E poi in casa ’sto ragazzino, ci contestava tutto a me e a mio marito... sa, noi siamo tutti e due militanti osservanti del Pci. Le parole più gentili che ci diceva erano: “Revisionisti, socialdemocratici, opportunisti, sacrestani di sinistra!”

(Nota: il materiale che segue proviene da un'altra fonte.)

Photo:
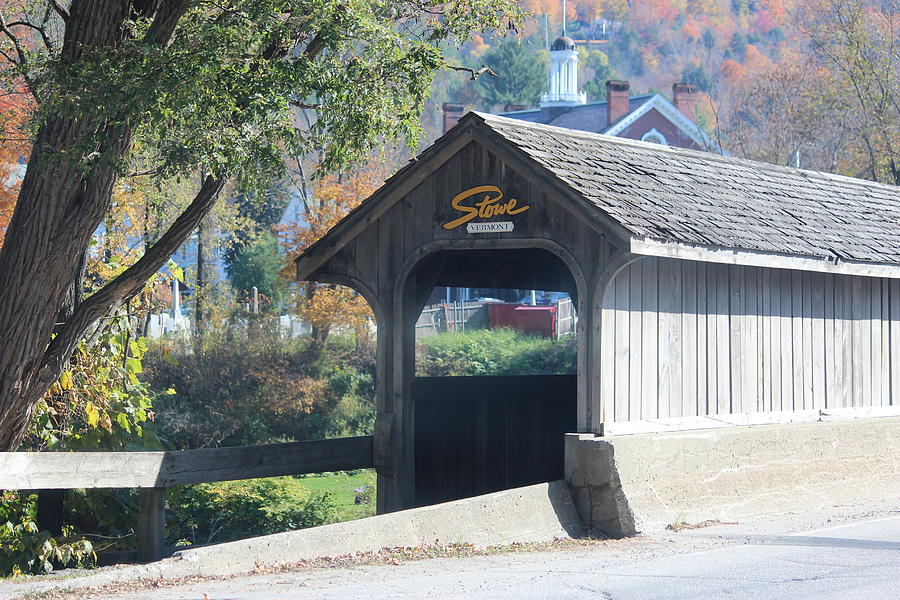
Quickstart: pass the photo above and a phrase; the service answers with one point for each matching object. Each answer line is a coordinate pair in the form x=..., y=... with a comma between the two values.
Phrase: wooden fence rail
x=153, y=472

Però quello che ci faceva andare in bestia era quando tirava fuori le tiritere cretine da indiano metropolitano, tipo questa:
“Ma dove vai ZANGHERO,
con la PAJETTA da NAPOLITANO
sulla testa COSSUTA, ripiena di CERVETTI
la cravatta AMENDOLATA, lo sguardo
BERLINGUERO,
mi sembri il comico TATÒ,
oh figlio INGRAO!
Qui NATTA ci cova!”
Oh, che rabbia mi faceva! Cosa c’entrano i dirigenti del mio partito... Mi provocava, capito? (Alza la voce) “E adesso dove vai?”... No, padre, non ce l’ho con lei, mica le do del tu, andiamo... ci conosciamo appena... A mio figlio lo dicevo:
“E adesso dove vai?”
“Esco con i miei compagni”.
“Perché noi, io e tuo padre non siamo dei compagni?”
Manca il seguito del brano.